“There is no characteristic Melville book. Recognizable themes and ideas run through them, but they have no family resemblance at all.”
Melville is one
of the few writers I resolved to read and reread sequentially, first book to last,
and only then did I realize the truth of Guy Davenport’s observation above. To describe
his work as “tales of the sea” is about as useful as pigeonholing Nabokov’s fiction
as “lusty tales of romance.” By 1988, I had already read most of Melville,
though not Omoo, Israel Potter and Clarel.

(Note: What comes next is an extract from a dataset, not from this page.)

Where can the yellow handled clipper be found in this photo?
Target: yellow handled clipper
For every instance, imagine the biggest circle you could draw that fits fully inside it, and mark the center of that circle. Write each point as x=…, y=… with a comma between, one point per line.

That summer I interviewed Melville's great-grandson, the late Paul Metcalf, who
suggested I read everything in order of publication, and I did. There was more
to dislike this time than I had expected, including Mardi:
and a Voyage Thither (1849) and Pierre;
or, The Ambiguities (1852). Melville could be pretentious, his prose
hopelessly overinflated, and I’ve never cared for the overly schematic Billy Budd. Today, no longer a hero-worshipper,
I value Moby-Dick, most of the short
fiction and much of the poetry, especially the Civil War poems.
Davenport is
reviewing the second hefty volume of Hershel Parker’s biography of Melville (and other volumes related to him) in the June 2002 issue of Harper’s. Typically, he sees Melville as
a knot in a vast literary net. No writer works in pure isolation, especially
one so book-dependent as Melville. Davenport relates underappreciated Israel Potter to Fielding, Defoe, Mann,
Brecht and Roy Lichtenstein(!), a
very Melvillean rollcall.
“Genius
seems to thrive,” Davenport writes, “on inadequacy.
Melville had almost as little education as Mark Twain. His spelling was that of
a dyslexic child. His wife and his sister Augusta copied—and respelled—his manuscripts
for the printer. His knowledge of literature was an ongoing lifelong
self-education. His reading of Milton and Shakespeare (once he’d found an
edition with type large enough for his weak eyes) gave Moby-Dick its magnificent, flexible prose.”
More than
most writers, Melville has been the object of crackpot theories, including some
involving wife-beating and global capitalism. My experience tells me to read him
straight, on his own terms, and deep-six the self-indulgent academic bullshit.
Davenport agrees:
“He does not
abuse his wife, nor has he a suspicious eye for male good looks. . . . Parker
pays particular attention to Melville’s reading and aesthetic passion for poetry
and the graphic arts. His mind was open to Blake and Henry James. He is not a
misanthrope and recluse in his latter days . . .”
At his best –
in Moby-Dick, most obviously – Melville is excellent company. His masterpiece
is made to be read across a lifetime, as we grow and age and learn humility. The
novelist John Gardner told me Ishmael as narrator was a great comedian and Moby-Dick ought to be read as a comedy (Fart jokes! Penis jokes!).
Davenport writes:
“[Melville]
was by temperament a vagabond whose fate was to be grounded periodically by
responsibilities and disappointments. He loved picnics, friendships, snug
rooms, his wife, his children, and abrupt departures (for Europe, for San
Francisco, for Illinois). He went all around Italy, England, and Palestine with
a carpetbag containing a journal, a few shirts, and a change of socks. He liked
good wine and a pipe. When signing books he wrote, ‘Tell Truth, & shame the
Devel [sic].’”
Melville was
born on this date, August 1, in 1819, and died on September 28, 1891, age
seventy-two.
3 comments:
Melville was not a natural poet, which is perhaps why I value his poetry so much. There are lines that once read can never be forgotten, like this one from "Shiloh" - "What like a bullet can undeceive!"
All the "minor" novels are entertaining: Omoo; Redburn; White Jacket and Israel Potter. Any one of them is a better sea story than Two Years Before the Mast. Mardi is a laborious journey to nowhere, and Pierre is a writer chasing his tail. The Confidence Man (unmentioned in this blog post) is a gnarly piece of Americana - not a well-made novel, but grimly wry and an interesting read once you've finished the rest of Melville.
Also: How did I read several biographies of Melville and much of the Melville Log, and not know or recall that Melville had poor eyesight? Thanks for bringing that up.